The colour, as one might expect, is a deep rose-gold that betrays the wood's influence before the glass reaches the nose. Aromas of red berries, strawberry jam and vanilla dominate, with a faint floral note that suggests the fortified wine has not been scrubbed from the staves. On the palate the fruit carries through as raspberry and plum, buttressed by a creamy vanilla inherited from the bourbon cask and a light tannic grip from the Port. The finish is medium in length and fruity, drying gently as it fades.

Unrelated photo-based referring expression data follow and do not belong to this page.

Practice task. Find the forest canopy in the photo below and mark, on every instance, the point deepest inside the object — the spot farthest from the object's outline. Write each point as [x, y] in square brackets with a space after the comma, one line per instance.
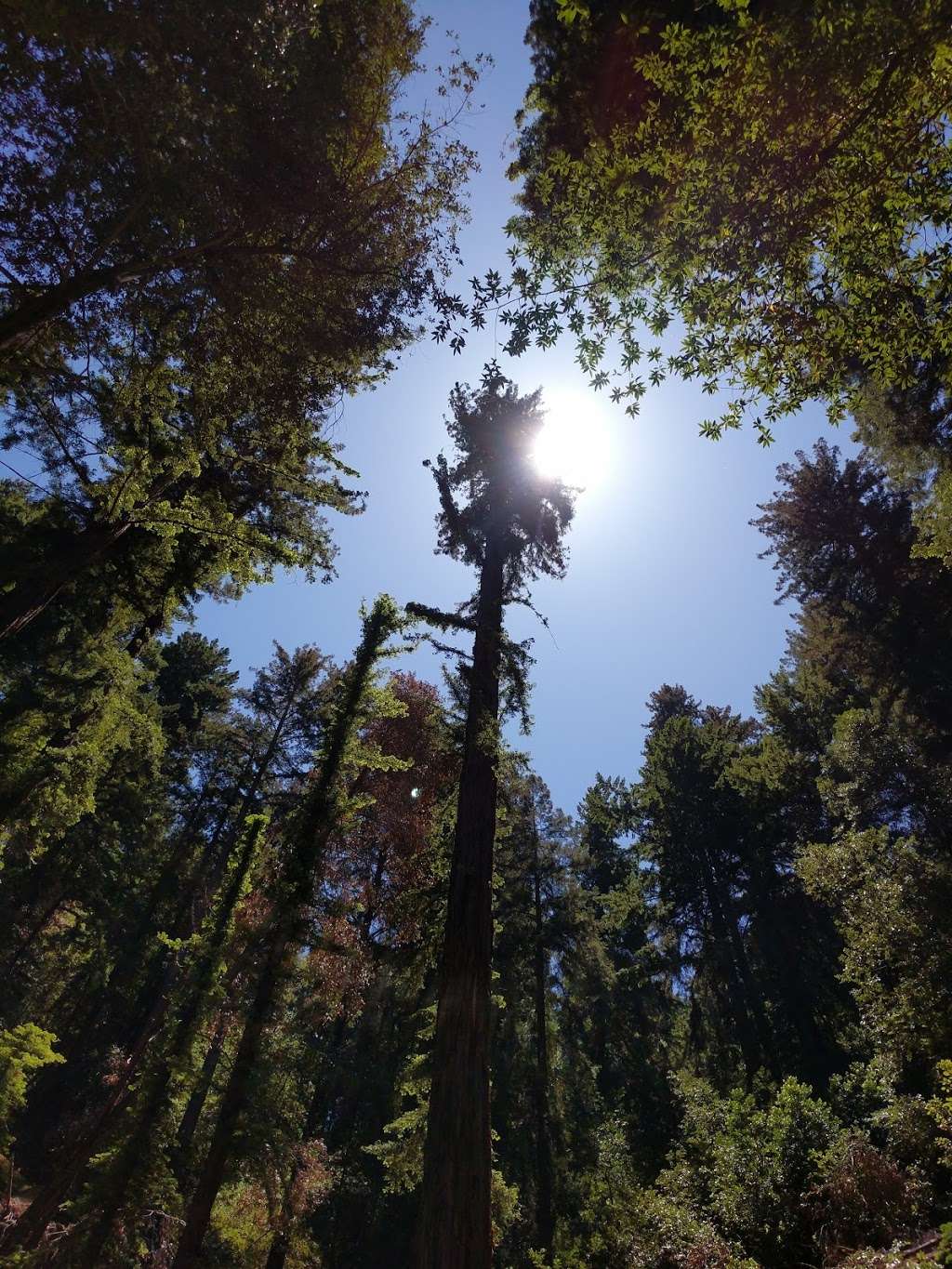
[302, 966]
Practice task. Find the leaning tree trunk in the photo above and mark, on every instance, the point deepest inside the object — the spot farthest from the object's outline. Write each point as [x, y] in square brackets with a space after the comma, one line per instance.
[455, 1230]
[24, 603]
[309, 839]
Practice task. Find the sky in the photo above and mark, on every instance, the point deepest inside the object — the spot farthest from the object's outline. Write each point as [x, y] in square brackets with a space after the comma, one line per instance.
[664, 581]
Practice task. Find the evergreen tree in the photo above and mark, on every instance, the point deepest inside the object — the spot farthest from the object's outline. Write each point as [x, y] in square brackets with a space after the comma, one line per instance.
[509, 528]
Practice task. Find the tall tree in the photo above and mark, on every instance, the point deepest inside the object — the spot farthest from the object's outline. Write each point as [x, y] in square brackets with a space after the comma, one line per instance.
[509, 525]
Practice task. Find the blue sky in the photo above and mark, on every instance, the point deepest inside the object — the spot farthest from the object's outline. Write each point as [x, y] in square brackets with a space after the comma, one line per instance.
[664, 583]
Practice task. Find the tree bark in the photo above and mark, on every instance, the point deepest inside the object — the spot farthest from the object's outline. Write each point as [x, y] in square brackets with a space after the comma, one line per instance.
[455, 1229]
[309, 839]
[545, 1221]
[25, 603]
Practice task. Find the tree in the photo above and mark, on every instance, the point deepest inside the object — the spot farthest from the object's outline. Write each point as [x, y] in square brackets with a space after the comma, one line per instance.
[244, 162]
[774, 177]
[308, 835]
[509, 527]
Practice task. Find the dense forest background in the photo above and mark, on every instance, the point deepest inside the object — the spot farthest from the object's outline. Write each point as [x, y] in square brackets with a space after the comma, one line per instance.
[714, 1001]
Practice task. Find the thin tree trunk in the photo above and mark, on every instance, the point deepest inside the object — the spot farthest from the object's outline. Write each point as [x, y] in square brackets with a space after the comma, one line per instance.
[455, 1230]
[27, 601]
[309, 839]
[30, 1229]
[200, 1095]
[545, 1223]
[139, 1140]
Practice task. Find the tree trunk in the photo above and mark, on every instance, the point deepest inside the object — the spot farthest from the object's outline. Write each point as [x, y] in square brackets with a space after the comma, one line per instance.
[455, 1230]
[309, 838]
[545, 1221]
[30, 1229]
[27, 601]
[153, 1097]
[200, 1095]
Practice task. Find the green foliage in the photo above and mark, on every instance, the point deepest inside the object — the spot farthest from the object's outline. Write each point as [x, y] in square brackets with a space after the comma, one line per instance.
[749, 170]
[23, 1051]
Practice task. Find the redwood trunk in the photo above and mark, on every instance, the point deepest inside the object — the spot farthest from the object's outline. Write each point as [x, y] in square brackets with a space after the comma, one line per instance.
[25, 603]
[545, 1221]
[306, 852]
[455, 1230]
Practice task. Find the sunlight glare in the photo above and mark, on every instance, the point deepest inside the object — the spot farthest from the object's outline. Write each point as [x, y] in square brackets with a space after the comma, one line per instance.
[573, 444]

Bottled at 40 per cent, this is not a dram of great power or complexity. Its merits lie in balance and accessibility. The Port influence is evident but not aggressive, the bourbon base is legible beneath it, and the price remains firmly in entry-level territory. For drinkers curious about wine-cask finishes without wishing to commit serious sums to the experiment, Glen Moray offers perhaps the most honest and least hyperbolic introduction on the market.